Amazonianarede – Assessoria

Manaus – Centro de Monitoramento Hidrológico do Amazonas acompanhará eventos hidrológicos críticos, como cheias e secas. Estado é o 12º a ter Sala de Situação em funcionamento.

Na quinta-feira (14), foi lançado o Centro de Monitoramento Hidrológico do Amazonas (CEMOHAM), resultado de uma parceria entre a Agência Nacional de Águas (ANA) e a Secretaria de Estado de Mineração, Geodiversidade e Recursos Hídricos (SEMGRH). A Sala de Situação fica na sede da Secretaria, em Manaus, e vai acompanhar eventos hidrológicos críticos a partir do monitoramento do nível de importantes rios amazonenses, como: Negro, Solimões, Amazonas, Madeira, Juruá, Japurá e Purus.

O monitoramento vai permitir cruzar informações e avaliar com antecedência as regiões onde podem ocorrer secas ou enchentes. Para que o estado receba as informações necessárias, sete plataformas de coleta de dados (PCDs) já estão em funcionamento e há outras 27 previstas. Os aparelhos possuem sensores de chuva, nível da água e transmitem automaticamente as informações via satélite para os computadores instalados no centro de monitoramento, que estará conectado à Sala de Situação da ANA em Brasília.
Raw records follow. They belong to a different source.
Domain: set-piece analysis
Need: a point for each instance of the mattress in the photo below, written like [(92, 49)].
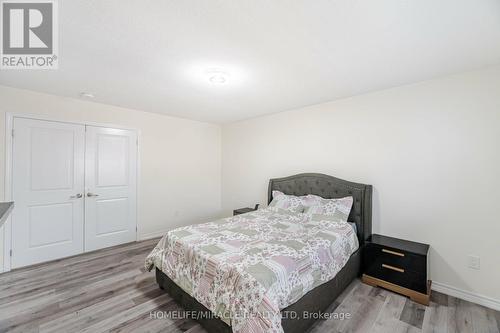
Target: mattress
[(246, 268)]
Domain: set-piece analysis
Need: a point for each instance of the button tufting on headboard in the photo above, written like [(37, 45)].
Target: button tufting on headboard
[(330, 187)]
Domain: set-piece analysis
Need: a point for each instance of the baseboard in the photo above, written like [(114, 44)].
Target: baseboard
[(466, 295), (154, 234)]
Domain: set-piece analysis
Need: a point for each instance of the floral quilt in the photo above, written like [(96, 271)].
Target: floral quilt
[(247, 267)]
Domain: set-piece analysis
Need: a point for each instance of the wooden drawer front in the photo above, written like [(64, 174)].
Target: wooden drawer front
[(397, 275), (397, 258)]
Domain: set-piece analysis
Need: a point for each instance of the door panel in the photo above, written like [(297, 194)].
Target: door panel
[(48, 174), (110, 182)]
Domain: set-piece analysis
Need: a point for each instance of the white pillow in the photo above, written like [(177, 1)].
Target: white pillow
[(338, 209), (288, 202)]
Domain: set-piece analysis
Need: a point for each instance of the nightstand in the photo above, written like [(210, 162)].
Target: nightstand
[(245, 210), (398, 265)]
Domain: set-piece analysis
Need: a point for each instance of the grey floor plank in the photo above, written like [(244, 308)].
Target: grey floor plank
[(108, 291)]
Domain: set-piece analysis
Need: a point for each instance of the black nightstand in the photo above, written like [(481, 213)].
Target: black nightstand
[(245, 210), (398, 265)]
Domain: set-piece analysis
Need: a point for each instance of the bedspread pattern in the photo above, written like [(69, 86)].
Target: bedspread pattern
[(248, 267)]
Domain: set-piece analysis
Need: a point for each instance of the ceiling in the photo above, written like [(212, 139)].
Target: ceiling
[(152, 55)]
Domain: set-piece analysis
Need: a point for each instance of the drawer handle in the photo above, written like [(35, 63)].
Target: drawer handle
[(400, 270), (393, 252)]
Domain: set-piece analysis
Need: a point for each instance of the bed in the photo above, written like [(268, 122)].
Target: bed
[(296, 316)]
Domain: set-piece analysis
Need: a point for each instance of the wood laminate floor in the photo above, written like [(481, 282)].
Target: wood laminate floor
[(108, 291)]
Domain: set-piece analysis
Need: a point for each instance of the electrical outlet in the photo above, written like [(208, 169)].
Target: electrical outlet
[(474, 262)]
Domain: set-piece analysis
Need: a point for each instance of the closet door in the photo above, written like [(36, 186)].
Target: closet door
[(47, 188), (110, 183)]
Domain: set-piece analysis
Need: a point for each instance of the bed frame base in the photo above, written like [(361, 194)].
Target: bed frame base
[(315, 301)]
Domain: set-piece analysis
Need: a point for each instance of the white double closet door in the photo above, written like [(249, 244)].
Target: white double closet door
[(74, 189)]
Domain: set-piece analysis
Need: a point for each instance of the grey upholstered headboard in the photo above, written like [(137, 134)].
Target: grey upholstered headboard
[(330, 187)]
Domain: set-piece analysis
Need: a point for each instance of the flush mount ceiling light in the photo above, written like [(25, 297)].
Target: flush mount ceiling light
[(86, 95), (217, 76)]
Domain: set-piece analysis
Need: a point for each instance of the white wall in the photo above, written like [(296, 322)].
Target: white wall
[(180, 160), (431, 151)]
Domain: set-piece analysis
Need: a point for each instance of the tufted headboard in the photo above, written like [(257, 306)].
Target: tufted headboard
[(329, 187)]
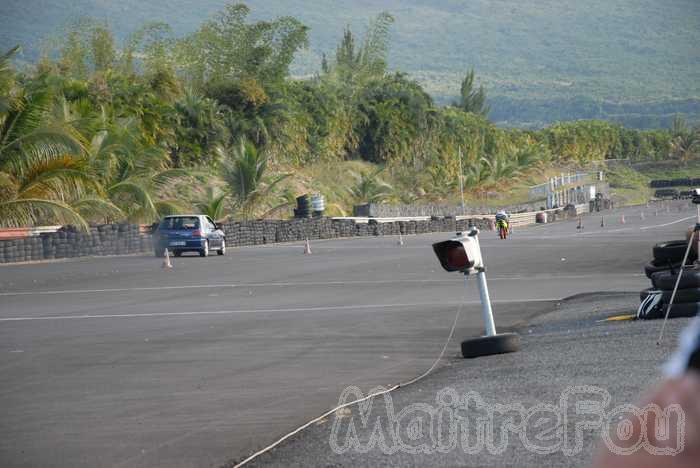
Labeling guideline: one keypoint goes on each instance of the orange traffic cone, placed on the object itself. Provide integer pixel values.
(166, 260)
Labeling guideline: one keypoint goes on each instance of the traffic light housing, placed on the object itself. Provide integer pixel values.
(461, 253)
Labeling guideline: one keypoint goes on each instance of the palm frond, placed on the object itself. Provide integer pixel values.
(32, 211)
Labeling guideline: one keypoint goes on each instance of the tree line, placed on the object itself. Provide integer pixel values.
(97, 131)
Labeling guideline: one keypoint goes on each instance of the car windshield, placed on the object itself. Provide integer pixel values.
(180, 223)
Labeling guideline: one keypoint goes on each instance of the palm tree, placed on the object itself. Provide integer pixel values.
(42, 163)
(471, 99)
(244, 173)
(369, 188)
(214, 204)
(134, 177)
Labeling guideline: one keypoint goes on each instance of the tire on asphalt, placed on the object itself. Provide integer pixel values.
(654, 267)
(683, 296)
(489, 345)
(672, 251)
(689, 309)
(644, 293)
(665, 280)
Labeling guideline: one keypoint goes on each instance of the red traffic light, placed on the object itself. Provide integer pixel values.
(453, 255)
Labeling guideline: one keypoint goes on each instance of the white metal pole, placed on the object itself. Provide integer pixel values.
(486, 310)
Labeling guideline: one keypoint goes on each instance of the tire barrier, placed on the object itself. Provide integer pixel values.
(663, 271)
(672, 251)
(125, 239)
(664, 183)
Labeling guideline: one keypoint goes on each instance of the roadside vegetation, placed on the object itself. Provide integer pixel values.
(100, 131)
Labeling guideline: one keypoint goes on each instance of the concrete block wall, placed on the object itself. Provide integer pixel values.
(124, 239)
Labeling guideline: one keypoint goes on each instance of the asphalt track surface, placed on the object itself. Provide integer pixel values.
(117, 362)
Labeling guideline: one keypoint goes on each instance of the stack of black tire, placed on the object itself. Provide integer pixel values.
(663, 272)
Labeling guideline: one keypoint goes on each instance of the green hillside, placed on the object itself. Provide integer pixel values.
(635, 61)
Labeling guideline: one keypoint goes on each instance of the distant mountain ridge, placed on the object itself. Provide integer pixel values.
(542, 60)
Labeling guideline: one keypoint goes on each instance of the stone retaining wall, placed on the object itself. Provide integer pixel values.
(124, 239)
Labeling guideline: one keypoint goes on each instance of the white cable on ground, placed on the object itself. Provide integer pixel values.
(360, 400)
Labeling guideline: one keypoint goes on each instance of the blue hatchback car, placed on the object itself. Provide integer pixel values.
(189, 233)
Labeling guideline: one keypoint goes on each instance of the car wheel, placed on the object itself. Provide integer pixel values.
(222, 250)
(489, 345)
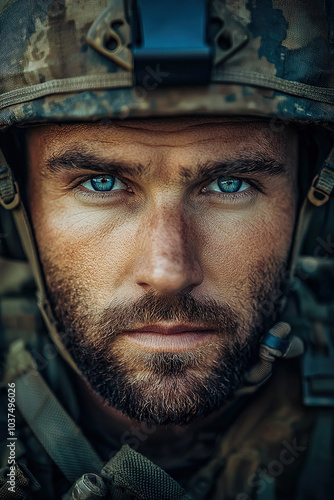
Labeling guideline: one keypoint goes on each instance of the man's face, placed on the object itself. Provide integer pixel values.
(164, 245)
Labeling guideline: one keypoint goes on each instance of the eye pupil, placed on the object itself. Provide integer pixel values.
(229, 185)
(103, 183)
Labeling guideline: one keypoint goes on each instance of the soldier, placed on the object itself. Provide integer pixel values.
(165, 173)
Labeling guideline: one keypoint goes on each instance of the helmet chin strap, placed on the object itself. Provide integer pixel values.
(10, 200)
(275, 344)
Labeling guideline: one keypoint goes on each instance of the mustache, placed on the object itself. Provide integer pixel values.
(153, 308)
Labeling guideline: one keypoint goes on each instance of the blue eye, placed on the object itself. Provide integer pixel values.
(104, 183)
(227, 186)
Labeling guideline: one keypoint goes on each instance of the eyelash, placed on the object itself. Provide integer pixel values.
(254, 186)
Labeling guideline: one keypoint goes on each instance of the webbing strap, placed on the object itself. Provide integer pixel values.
(322, 188)
(8, 193)
(55, 430)
(131, 475)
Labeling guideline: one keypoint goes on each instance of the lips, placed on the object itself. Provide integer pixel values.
(174, 338)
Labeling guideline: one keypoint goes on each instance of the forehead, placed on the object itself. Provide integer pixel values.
(239, 133)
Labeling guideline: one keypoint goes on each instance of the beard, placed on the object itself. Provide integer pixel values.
(160, 388)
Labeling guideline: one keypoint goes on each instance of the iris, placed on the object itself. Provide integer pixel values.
(229, 185)
(103, 183)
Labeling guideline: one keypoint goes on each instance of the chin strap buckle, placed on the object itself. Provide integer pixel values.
(318, 373)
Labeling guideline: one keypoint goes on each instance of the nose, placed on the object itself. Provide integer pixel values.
(168, 262)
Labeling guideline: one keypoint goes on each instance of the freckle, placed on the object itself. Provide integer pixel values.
(259, 264)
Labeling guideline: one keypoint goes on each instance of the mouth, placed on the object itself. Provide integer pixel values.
(171, 338)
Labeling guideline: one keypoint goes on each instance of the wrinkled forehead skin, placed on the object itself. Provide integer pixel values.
(48, 72)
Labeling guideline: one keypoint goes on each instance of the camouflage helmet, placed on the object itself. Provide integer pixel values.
(64, 60)
(70, 60)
Para a montagem do CEMOHAM, a ANA enviou para o Amazonas materiais para a montagem da Sala de Situação, como: computadores, impressoras, televisores, monitores e demais equipamentos de escritório. Além disso, a ANA enviará 27 PCDs para monitoramento dos rios amazonenses, que serão instaladas pela Agência, pela SEMGRH e pelo Serviço Geológico do Brasil (CPRM). A primeira etapa de instalação contemplará os rios Solimões e Amazonas. A última terá como foco os demais cursos d’água.

O objetivo da ANA é equipar todos os estados e o DF com Salas de Situação, além de modernizar o monitoramento hidrometeorológico nacional, com o apoio do Centro Nacional de Monitoramento e Alertas de Desastres Naturais (Cemaden), vinculado ao Ministério da Ciência, Tecnologia e Inovação (MCTI); da Secretaria Nacional de Defesa Civil, vinculada ao Ministério da Integração Nacional; do CPRM; e dos órgãos gestores estaduais de recursos hídricos. Até agora, em parceria com os estados, a Agência já inaugurou Salas de Situação em Acre, Alagoas, Bahia, Goiás, Pará, Paraíba, Pernambuco, Piauí, Rio Grande do Norte, Roraima e Sergipe.
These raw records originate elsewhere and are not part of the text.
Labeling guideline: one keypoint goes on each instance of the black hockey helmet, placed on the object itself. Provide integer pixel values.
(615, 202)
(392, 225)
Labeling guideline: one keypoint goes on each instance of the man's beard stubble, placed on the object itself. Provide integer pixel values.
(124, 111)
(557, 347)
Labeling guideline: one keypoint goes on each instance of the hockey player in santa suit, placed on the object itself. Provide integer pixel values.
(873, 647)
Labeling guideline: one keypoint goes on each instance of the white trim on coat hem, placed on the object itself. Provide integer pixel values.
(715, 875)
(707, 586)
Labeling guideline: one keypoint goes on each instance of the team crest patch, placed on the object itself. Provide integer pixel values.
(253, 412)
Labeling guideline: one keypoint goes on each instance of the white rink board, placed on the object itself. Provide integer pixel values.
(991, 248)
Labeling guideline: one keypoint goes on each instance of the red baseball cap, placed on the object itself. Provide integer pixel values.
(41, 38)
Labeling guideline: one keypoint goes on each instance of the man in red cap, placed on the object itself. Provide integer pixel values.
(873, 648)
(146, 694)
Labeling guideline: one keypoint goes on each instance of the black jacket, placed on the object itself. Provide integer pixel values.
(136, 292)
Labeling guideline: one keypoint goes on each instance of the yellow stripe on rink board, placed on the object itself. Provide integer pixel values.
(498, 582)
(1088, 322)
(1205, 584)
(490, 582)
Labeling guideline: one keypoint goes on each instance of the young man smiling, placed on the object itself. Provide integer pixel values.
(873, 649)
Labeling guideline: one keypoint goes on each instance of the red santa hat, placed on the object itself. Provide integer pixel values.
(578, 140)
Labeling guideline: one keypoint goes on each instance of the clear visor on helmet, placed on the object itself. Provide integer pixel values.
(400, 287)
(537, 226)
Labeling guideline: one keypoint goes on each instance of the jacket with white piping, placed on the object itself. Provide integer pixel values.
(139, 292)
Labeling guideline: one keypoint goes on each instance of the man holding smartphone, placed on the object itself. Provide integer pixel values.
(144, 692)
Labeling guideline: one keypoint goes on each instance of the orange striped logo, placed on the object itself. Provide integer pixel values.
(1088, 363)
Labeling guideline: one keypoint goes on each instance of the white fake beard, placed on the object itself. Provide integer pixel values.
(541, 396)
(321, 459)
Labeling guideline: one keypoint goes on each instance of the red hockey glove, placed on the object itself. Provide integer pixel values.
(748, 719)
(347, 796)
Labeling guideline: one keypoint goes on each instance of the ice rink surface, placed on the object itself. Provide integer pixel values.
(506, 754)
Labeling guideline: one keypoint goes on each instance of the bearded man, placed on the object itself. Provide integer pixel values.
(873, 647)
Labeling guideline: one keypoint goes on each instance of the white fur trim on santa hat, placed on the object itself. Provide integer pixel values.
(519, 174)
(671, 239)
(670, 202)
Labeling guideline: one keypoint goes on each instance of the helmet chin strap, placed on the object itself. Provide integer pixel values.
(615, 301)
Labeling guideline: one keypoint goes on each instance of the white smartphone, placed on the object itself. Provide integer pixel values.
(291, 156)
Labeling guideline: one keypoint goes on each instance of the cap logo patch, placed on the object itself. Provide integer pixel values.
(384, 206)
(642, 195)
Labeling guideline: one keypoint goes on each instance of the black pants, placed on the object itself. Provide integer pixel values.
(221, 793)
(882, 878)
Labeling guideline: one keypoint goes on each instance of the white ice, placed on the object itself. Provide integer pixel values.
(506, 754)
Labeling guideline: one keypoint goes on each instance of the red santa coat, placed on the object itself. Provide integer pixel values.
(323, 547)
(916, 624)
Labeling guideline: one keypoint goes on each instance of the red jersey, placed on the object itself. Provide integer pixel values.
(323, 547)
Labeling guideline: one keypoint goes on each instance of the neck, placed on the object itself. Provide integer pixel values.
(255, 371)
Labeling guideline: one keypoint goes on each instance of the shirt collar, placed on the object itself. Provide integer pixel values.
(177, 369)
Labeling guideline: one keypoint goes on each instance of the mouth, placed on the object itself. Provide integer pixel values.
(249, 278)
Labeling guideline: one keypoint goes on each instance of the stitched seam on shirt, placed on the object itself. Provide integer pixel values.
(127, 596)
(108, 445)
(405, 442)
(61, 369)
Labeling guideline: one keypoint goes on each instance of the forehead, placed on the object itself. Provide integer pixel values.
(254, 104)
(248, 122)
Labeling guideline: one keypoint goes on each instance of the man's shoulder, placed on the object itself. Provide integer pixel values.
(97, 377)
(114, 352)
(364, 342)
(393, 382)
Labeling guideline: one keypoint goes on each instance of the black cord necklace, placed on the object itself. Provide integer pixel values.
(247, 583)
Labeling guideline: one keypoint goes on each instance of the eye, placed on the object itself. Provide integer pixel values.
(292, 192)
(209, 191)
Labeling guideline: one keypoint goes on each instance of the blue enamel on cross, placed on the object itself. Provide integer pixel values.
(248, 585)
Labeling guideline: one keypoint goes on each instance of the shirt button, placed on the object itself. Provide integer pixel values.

Plano Nacional de Gestão de Riscos e Resposta a Desastres Naturais

A montagem de Salas de Situação nos estados integra o Plano Nacional de Gestão de Riscos e Resposta a Desastres Naturais, lançado pela presidente Dilma Rousseff em 8 de agosto de 2012. O Plano prevê investimentos de R$ 15,4 bilhões em ações articuladas de prevenção e redução do tempo de resposta a ocorrências e as Salas de Situação fazem parte do eixo de Monitoramento e Alerta.

Monitoramento hidrometeorológico

A Rede Hidrometeorológica Nacional da Agência possui mais de 4,5 mil estações de monitoramento, de diferentes tipos, em todo o País.

Por meio de sua Sala de Situação, em Brasília, a ANA acompanha as tendências hidrológicas dos principais rios e reservatórios nacionais e desenvolve ações de prevenção que permitem identificar possíveis eventos críticos e adotar antecipadamente medidas para mitigar seus impactos.